I only have 16 in my class and in an average day I’d say I have 5-6 children coming to me with various ailments. Sore throats, headaches, twisted ankles, random pains, a knee injury they did 6 weeks ago but haven’t seen a doctor about. I try to be sympathetic but honestly it’s never ending. 9 times out of 10 they want to go to the office to get an ice pack, which will do no good whatsoever, and we’ve been told not to send them without good reason as the office staff have jobs other than continuously handing out unnecessary ice packs. One girl had a slightly sore throat, for which she had some strepsils. She had had one half an hour ago and told me herself she wasn’t allowed another one for 1-2 hours. She didn’t feel it was bad enough to go home. I honestly have no idea what she wanted me to do or why she told me!!

To be honest though, if a child told me she’d missed medicine, I would try to get the office to call home to see if the parent could come in and administer it, as that is actually a fixable issue. Though, as I said above, some days the stream of medical complaints is never ending and if she was the fifth person to bother me I might be running low on patience I’m afraid.

So much this.

On any given day there's usually a selection of the following:

  • "I've hurt my leg." - After sitting down for a couple of minutes, the child forgets which leg was supposed to hurt and is now limping with the opposite one.
  • "I've hurt my arm." - They then show me an injury that has long since scabbed over so clearly wasn't done that day after all.
  • "I feel sick." - Twenty minutes later they've eaten absolutely everything in their lunchbox.

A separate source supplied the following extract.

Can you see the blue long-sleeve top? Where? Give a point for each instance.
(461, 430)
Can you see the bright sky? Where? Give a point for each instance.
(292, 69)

Then there's the sore arm/leg/hand 'contagion' where once one child says it hurts, at least two of their friends will say that theirs hurts too and could they also get one of the much-coveted ice-packs or a wet paper towel.

Pinkblueberry · 05/06/2021 19:47

You asked if YABU - you were told mostly yes. If you prefer to believe you’re not then why ask? Confused

Rosewood017 · 05/06/2021 19:50

@AnoDeLosMuertos elaborate if you like I'm confused.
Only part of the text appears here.